Dan Hannan states into the future...
...and finds himself standing shoulder to shoulder with a Europhile French intellectual
It's a dangerous business, forecasting. Kelvin McKenzie, the pugnacious tabloid editor, once sacked his horoscope writer in a letter which began: "As you will already know..."
Predictions, especially those which seem banal at the time, often condemn their authors to the ridicule of generations. "Who the hell wants to hear actors talk?" demanded HM Warner of Warner Brothers. "I think there is a world market for maybe five computers," said the chairman of IBM in 1943. "We will bury you," Nikita Khrushchev assured the capitalist world in 1958.
The prophecies which seem most risible in retrospect were often received opinion in their day. Those who are most convinced that the world is overheating were warning us, in the 1970s, of a new ice age. In the 1930s, almost everyone assumed that a growing role for the state was both inevitable and desirable. Science fiction of that era envisaged a future in which mankind would be directed by a benign technocratic elite.

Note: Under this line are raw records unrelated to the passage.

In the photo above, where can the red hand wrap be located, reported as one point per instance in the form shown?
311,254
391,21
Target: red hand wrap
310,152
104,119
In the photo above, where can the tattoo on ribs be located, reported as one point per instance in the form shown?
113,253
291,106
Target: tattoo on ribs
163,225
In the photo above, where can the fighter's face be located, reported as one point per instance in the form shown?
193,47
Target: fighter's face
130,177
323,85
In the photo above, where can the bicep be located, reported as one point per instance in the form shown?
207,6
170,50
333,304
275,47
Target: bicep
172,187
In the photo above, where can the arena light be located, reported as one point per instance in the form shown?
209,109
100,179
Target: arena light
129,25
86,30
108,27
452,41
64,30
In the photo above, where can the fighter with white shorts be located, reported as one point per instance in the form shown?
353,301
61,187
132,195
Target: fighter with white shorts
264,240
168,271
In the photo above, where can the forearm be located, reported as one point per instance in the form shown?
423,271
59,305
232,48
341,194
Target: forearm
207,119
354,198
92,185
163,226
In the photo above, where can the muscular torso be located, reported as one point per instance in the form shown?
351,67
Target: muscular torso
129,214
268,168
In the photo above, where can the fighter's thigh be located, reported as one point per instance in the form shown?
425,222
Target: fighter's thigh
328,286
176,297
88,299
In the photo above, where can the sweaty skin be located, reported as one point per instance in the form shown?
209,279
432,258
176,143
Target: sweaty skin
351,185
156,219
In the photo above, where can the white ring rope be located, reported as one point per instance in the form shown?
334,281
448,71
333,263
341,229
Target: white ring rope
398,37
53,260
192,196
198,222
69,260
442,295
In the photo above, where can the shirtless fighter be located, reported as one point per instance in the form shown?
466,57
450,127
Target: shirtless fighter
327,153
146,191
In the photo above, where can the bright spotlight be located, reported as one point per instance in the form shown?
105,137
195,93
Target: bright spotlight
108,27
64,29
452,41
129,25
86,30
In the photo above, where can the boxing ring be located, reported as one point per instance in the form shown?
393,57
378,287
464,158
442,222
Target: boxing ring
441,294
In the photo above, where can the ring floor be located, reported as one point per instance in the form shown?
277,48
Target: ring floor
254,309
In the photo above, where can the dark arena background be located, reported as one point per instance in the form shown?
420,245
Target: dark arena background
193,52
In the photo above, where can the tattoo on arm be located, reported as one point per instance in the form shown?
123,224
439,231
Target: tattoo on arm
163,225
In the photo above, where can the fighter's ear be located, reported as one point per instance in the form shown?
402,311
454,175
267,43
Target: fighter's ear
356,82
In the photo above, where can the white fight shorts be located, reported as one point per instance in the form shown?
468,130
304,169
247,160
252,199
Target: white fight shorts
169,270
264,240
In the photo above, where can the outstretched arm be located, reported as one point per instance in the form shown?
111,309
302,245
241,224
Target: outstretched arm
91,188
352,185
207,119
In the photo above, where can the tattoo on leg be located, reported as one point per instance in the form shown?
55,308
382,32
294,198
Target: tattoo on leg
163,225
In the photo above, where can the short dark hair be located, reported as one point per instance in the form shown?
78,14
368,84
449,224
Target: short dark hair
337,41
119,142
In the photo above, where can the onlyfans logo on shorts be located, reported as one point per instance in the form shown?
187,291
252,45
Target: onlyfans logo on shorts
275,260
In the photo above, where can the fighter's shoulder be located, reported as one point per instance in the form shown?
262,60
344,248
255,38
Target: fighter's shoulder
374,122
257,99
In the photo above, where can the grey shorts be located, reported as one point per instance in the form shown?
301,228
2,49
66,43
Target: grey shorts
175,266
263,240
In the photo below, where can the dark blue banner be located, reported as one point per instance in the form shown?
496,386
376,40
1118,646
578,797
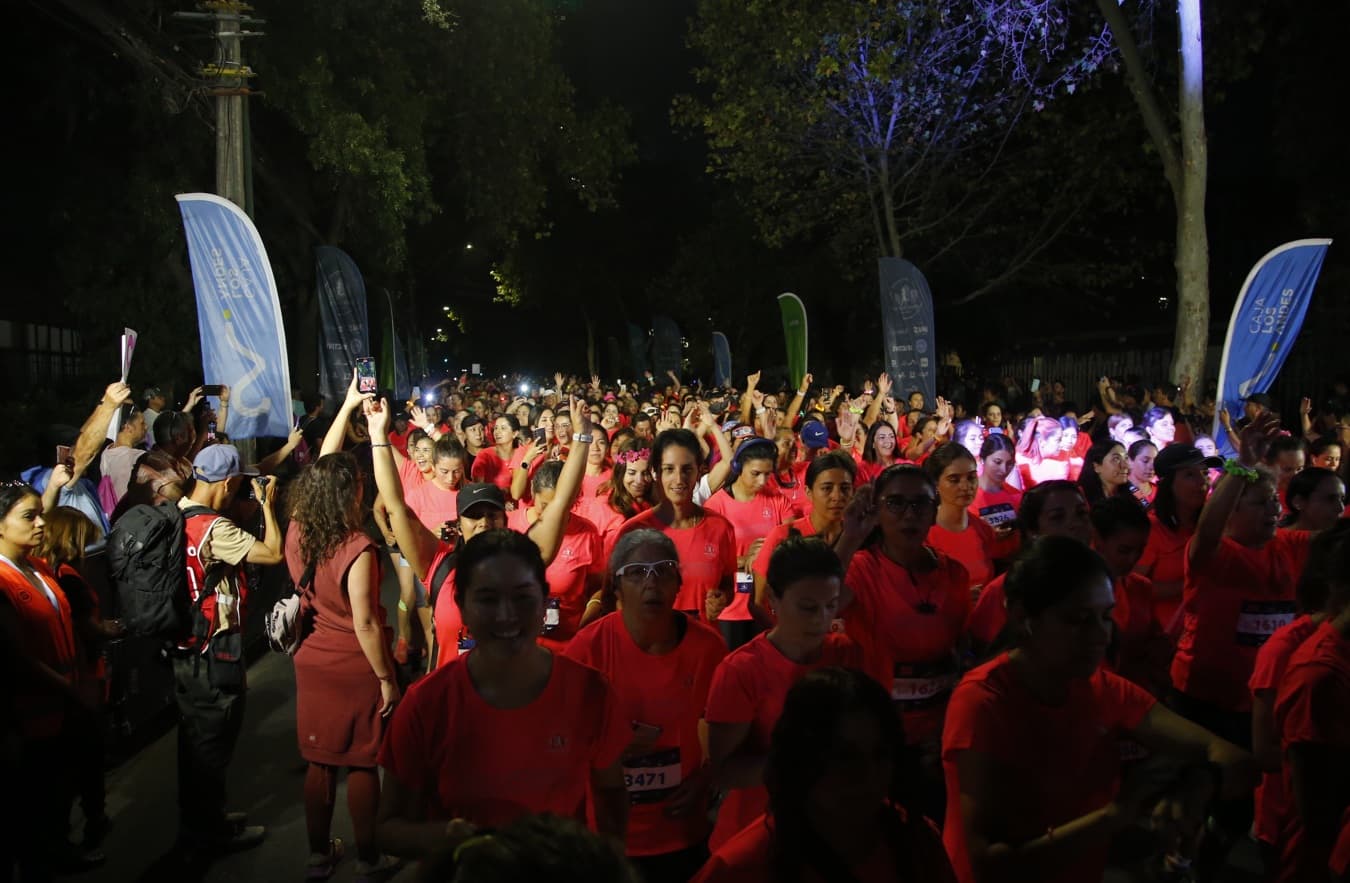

The future has turned out better than expected - democracy survived past 1950The Second World War caused people to question the state's beneficence, but not its power. The post-war period was the age of the dystopian novel: 1984, Brave New World, A Clockwork Orange – all still predicated on the idea that people would be told what to do by an all-powerful state. Happily, things didn't work out that way: the thing that almost all futurologists of that era missed was the rise in consumer-driven freedom.
By and large, the future has turned out better than expected. One especially enjoyable example of misread entrails was a book published in 1936 by John Langdon-Davies entitled A Short History of the Future, which confidently assured its readers: "Democracy will be dead by 1950". You can see why he thought so in 1936. But human resilience has a way of confounding pessimists.
Three years ago, Jacques Attali wrote a book with – apparently by sheer coincidence – the same name: Brève histoire de l'Avenir (Arcade, £16.99), which has just been published in English. I was all set not to like it. Attali is one of those semi-state-funded intellectuals who cannot exist outside France. He had been the first head of the European Bank of Reconstruction and Development, which is meant to help struggling firms, but often ends up giving soft loans to Europhile multi-nationals. In that role, he caused a small scandal by spending millions of pounds on marble cladding to glorify his headquarters. Just the sort of Establishment Euro-enthusiast, I thought, who would be utterly assured in his opinions and utterly wrong.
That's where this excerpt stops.